[https://nvbugs/5689235][fix] Fix cancellation+chunked prefill+disagg

Tabrizian · Tabrizian · commit 655832d06264 · 2025-12-19T19:50:40.000Z
Signed-off-by: Iman Tabrizian &lt;10105175+tabrizian@users.noreply.github.com&gt;
diff --git a/cpp/include/tensorrt_llm/batch_manager/kvCacheManager.h b/cpp/include/tensorrt_llm/batch_manager/kvCacheManager.h
@@ -631,7 +631,7 @@ class WindowBlockManager
 
     void replaceSharedBlock(GenerationRequest& sequence, SizeType32 blockIdx);
 
-    [[nodiscard]] std::optional<KVCacheBlock::IdType> storeBlocksForReuse(
+    [[nodiscard]] std::vector<KVCacheBlock::IdType> storeBlocksForReuse(
         GenerationRequest& sequence, OptionalRef<LlmRequest const> llmRequest, bool pinBlocks = false);
 
     void storeNewBlock(GenerationRequest& sequence, OptionalRef<LlmRequest const> llmRequest);
@@ -836,8 +836,8 @@ class WindowBlockManager
     //! \param blockKeys Key of each block.

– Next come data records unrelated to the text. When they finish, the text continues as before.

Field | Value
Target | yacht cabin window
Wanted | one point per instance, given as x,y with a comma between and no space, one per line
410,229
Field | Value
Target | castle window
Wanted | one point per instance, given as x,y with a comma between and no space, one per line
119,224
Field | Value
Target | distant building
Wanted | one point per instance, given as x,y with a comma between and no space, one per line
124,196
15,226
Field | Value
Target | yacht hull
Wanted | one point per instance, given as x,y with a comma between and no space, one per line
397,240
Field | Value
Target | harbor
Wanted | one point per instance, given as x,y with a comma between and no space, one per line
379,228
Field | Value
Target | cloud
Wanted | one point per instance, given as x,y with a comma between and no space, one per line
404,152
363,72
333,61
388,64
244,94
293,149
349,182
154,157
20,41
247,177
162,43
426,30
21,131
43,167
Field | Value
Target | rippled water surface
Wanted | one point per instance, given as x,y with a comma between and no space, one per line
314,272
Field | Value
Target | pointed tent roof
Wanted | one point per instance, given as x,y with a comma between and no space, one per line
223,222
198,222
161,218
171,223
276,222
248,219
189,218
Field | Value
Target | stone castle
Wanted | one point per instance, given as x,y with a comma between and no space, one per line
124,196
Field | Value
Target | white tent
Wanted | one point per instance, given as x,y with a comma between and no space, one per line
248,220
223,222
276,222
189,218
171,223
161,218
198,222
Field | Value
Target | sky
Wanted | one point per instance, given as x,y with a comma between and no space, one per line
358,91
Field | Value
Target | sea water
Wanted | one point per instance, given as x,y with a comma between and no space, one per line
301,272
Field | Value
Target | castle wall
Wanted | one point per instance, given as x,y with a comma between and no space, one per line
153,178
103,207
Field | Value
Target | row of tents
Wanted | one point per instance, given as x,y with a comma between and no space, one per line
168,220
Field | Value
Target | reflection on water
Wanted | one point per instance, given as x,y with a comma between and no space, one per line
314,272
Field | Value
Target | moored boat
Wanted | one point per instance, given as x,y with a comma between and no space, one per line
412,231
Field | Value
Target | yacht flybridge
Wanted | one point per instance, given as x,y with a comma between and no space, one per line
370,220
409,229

     //! \param blockIds Id of each block.
     //! \param pinBlocks If true, increment ref count for blocks while storing (pin on store).
-    //! \return Pair of (num blocks stored for reuse, id of the last block stored if any).
-    [[nodiscard]] std::pair<SizeType32, std::optional<KVCacheBlock::IdType>> storeBlocks(
+    //! \return Pair of (num blocks stored for reuse, vector of pinned block IDs).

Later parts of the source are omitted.